Gosto de imaginar que ilhas significam-se ― fazem-se dizer por signos ― mediante barcos que se aventuram nas águas que as separam, mas também as unem: as águas podem ser oceânicas ou simples veredas, salgadas ou doces, profundas, turbulentas e mais difíceis de navegar, ou arroios cristalinos que escorrem transparentes entre pedras e vegetação de grande frescor. Os barcos, as palavras. E tudo o mais que diz respeito à palavra afeto, no sentido de afetar, atravessar. Escrever e ler são pontas de ilhas que se fazem significar ― os trajetos dependem dos barcos, das ilhas, das águas que as separam. Este blog não pretende nada, exceto lançar barcos que eventualmente alcancem outras ilhas. Barquinhos de papel.
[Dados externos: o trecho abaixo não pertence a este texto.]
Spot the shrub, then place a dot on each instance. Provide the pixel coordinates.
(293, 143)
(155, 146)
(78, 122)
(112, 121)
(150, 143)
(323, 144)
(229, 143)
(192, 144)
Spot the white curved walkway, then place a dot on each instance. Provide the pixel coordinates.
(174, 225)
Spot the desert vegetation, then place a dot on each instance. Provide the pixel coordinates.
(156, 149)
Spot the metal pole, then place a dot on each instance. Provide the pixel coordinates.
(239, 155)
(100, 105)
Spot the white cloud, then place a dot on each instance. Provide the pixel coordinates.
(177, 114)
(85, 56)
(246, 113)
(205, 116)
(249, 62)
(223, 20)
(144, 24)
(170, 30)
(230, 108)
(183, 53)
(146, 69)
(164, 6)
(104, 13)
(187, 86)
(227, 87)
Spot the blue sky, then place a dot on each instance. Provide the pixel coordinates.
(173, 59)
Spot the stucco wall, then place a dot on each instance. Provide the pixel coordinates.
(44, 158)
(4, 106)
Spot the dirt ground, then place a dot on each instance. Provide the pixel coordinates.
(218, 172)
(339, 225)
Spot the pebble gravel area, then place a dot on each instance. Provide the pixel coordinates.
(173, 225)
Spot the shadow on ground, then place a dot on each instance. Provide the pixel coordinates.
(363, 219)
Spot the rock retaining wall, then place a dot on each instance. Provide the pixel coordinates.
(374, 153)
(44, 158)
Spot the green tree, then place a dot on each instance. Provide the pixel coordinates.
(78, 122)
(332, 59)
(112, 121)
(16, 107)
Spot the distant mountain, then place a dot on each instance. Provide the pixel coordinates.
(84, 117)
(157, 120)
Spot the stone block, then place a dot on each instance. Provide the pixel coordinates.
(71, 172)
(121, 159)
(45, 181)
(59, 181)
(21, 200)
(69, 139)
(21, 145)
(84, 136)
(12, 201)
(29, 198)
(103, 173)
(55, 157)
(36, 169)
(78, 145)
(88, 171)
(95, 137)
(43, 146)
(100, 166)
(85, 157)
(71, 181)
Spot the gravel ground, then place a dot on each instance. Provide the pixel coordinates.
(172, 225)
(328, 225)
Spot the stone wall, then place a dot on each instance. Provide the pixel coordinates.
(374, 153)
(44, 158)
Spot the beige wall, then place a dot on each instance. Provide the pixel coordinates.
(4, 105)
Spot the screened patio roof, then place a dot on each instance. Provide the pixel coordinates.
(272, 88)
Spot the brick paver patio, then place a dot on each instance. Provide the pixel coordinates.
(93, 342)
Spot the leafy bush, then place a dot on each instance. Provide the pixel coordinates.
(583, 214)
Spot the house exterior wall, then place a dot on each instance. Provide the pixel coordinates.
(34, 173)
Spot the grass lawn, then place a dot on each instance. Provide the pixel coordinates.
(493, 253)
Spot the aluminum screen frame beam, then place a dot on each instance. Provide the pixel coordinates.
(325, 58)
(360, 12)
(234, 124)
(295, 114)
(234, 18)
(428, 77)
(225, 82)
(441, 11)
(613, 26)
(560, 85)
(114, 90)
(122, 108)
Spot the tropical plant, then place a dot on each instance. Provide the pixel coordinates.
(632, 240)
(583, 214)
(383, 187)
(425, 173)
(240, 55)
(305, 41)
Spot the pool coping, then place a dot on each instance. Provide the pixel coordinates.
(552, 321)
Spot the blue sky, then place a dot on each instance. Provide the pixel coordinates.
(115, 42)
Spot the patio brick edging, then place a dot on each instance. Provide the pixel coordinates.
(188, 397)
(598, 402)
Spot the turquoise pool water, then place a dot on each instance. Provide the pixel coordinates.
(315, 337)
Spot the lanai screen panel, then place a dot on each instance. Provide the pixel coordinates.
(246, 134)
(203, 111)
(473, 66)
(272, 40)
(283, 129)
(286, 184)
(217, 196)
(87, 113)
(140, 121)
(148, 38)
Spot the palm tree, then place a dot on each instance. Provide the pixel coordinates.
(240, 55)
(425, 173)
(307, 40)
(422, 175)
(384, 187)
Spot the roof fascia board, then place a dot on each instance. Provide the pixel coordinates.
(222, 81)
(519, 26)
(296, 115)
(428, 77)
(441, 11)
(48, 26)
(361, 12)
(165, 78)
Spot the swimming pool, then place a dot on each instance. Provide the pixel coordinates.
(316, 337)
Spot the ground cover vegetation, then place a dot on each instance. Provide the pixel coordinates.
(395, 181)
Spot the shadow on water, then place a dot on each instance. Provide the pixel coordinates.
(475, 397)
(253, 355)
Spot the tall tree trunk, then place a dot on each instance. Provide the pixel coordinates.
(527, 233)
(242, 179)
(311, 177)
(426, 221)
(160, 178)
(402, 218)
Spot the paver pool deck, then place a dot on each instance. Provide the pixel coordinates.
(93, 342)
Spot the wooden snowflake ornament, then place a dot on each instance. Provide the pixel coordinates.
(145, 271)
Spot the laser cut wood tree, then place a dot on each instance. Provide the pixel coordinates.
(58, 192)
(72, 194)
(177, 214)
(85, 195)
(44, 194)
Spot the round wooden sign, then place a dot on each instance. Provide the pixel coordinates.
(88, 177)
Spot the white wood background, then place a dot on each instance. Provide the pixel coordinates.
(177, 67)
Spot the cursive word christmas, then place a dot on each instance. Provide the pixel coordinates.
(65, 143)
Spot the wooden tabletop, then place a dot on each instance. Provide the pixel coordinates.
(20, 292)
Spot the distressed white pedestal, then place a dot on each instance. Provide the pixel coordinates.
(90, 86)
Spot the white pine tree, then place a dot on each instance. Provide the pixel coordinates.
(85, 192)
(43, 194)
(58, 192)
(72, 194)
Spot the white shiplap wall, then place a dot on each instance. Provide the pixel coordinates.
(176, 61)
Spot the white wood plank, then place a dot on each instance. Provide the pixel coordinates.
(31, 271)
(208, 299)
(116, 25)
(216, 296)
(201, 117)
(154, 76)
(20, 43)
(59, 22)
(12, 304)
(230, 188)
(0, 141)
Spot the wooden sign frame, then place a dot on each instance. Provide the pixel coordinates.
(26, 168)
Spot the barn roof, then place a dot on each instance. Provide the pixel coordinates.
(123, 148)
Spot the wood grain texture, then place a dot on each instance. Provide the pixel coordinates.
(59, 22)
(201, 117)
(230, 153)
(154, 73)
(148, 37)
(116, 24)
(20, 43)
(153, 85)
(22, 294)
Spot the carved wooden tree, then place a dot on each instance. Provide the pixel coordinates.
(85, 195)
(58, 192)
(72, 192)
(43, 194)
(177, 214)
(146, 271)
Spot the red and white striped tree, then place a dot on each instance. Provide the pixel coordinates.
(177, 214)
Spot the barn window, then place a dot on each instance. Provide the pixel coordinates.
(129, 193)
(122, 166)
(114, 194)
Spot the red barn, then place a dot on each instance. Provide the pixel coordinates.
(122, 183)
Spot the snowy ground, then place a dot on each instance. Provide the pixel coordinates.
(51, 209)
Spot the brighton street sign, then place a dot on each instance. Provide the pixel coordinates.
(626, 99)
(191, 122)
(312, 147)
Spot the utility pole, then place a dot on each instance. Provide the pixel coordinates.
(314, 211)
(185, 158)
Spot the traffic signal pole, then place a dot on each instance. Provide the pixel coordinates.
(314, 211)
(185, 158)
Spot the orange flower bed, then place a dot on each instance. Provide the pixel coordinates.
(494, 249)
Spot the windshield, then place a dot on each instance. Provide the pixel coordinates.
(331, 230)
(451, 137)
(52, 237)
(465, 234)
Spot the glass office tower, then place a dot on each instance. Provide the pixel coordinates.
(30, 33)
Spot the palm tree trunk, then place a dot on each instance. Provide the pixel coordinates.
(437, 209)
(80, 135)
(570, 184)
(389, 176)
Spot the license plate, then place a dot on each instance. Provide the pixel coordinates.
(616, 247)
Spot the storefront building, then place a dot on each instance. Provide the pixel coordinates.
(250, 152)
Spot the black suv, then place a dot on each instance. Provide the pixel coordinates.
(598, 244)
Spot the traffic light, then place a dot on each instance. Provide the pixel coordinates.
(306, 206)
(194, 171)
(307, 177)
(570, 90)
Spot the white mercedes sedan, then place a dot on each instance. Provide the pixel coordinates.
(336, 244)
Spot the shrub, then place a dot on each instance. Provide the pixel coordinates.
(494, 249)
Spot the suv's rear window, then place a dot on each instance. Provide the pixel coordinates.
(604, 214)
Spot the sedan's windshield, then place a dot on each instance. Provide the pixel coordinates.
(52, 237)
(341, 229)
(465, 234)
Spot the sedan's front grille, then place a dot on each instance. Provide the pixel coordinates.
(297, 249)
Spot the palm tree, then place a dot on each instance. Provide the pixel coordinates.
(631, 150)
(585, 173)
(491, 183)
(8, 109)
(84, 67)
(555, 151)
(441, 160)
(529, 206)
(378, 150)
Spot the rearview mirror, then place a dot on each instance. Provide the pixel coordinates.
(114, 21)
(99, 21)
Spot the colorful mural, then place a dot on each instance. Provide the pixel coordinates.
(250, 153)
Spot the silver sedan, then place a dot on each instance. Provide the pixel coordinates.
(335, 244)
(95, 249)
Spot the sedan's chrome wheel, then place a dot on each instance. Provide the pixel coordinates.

sexta-feira, 23 de dezembro de 2011

millôr fernandes: fábulas fabulosas III

OS GASTOS DISPENSÁVEIS

Estava o homem dentro da mata, cortando a sua arvorezinha, quando ouviu o grito de socorro: “Au secours! Souvez-moi!” Imediatamente, com aquela humanidade de que todos somos feitos, pôs-se a correr. Evidentemente, com aquela humanidade de que todos somos feitos, na direção contrária ao grito do socorro. Mas, por isso ou por aquilo, foi dar exatamente no local de onde partiam os gritos de socorro. Numa pequena clareira se lhe deparou então um quadro horrível: um homem, ou melhor, um camponês, lutando braço a braço com uma fera. Sentada numa pedra, com um rifle na mão, uma mulher, aparentemente mulher do camponês, contemplava a luta, pitando o seu pito. Sem saber como agir o homem avançou para os dois que lutavam, logo recuou, logo tentou avançar de novo, recuou de novo e, sem ter o que fazer, atarantado, voltou-se para a mulher e berrou: “Que faz você aí, mulher dos infernos? Por que fica assim, sem fazer nada? Por que não atira? Vamos, atire!” E a mulher, pitando seu pito, respondeu então: “Calma. Calma, homem! Pode ser que a fera me economize uma bala.”

MORAL: Os nossos pontos de vista não são necessariamente os alheios.

 Millôr Fernandes. Fábulas fabulosas. 15.ed. Rio de Janeiro: Nórdica, 1999, p.41-42.